Gingivitis is the early stage of gum disease that can be treated with improved oral hygiene and a simple professional clean. Periodontitis is a more destructive version affecting both gum tissue and surrounding support structures. It needs more complex intervention and often treatment with a periodontist.
What are the symptoms?
Gum disease is generally painless and will often only first be noticed by your general dentist. There are some symptoms that may indicate that you have a problem, but they are not always present. It is therefore important to keep an eye on the following symptoms:
- Bleeding gums, especially when brushing your teeth or eating
- Any swelling, redness, or tenderness in the gums
- Gums that recede or move away from the tooth
- Persistent bad breath or bad taste in the mouth
- Pain when chewing
- Loose teeth
- Visible pus surrounding the teeth and gums
- Tooth migration or movement
What should I do about it?
If left untreated, gum disease can become a serious problem and result in tooth loss or increased risk of other health problems such as heart disease, respiratory disease, and diabetes.

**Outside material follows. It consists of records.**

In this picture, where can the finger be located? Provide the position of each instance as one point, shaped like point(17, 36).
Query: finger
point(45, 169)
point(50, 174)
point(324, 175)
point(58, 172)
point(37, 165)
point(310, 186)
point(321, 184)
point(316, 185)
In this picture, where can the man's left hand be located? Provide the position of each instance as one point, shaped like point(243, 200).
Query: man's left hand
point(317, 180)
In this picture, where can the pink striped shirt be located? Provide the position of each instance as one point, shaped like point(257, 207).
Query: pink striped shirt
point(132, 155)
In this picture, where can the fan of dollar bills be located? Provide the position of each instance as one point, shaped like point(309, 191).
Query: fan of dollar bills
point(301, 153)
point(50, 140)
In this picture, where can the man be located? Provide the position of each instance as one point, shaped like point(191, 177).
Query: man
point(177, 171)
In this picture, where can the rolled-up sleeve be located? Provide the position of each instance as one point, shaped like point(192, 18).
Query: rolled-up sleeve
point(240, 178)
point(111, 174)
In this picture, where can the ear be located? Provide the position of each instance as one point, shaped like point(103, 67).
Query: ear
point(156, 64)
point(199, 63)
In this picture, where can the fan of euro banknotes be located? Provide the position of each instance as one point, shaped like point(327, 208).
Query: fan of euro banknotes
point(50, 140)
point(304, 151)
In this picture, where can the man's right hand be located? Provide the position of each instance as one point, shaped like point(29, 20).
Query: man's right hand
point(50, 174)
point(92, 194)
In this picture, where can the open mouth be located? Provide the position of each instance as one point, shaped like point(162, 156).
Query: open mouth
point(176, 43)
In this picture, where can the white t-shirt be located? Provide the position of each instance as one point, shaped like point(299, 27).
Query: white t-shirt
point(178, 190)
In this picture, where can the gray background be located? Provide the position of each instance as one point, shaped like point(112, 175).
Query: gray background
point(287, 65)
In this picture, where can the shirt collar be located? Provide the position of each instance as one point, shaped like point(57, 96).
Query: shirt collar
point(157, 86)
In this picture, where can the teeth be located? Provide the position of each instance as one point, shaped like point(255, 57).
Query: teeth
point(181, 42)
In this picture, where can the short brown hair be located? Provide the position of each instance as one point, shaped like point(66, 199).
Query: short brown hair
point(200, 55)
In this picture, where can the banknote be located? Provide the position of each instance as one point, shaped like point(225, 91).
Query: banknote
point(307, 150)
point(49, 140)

Once it is past the earliest stages, professional treatment from your dentist or hygienist is the only way to treat it. If they feel they cannot do this, it is likely you will be referred to a periodontist. Therefore, the sooner you seek treatment once you notice any of these symptoms, the better your chances are of saving your teeth and health.
Who can get gum disease?
Anyone at any age can be affected, especially if you have not been making oral hygiene a priority. However, it is most common in people over the age of 30. There are some groups in the population who are at increased risk including diabetics, pregnant women, anyone with a poor diet, and those taking illicit drugs. Often, there is a familial relationship as well.
What can I do to prevent gum disease?
Brush and floss or use an interproximal brush on your teeth at least twice a day to reduce the build-up of plaque, which is the usual cause of gum disease. Just as importantly, have regular check-ups so that we can help you monitor your oral health.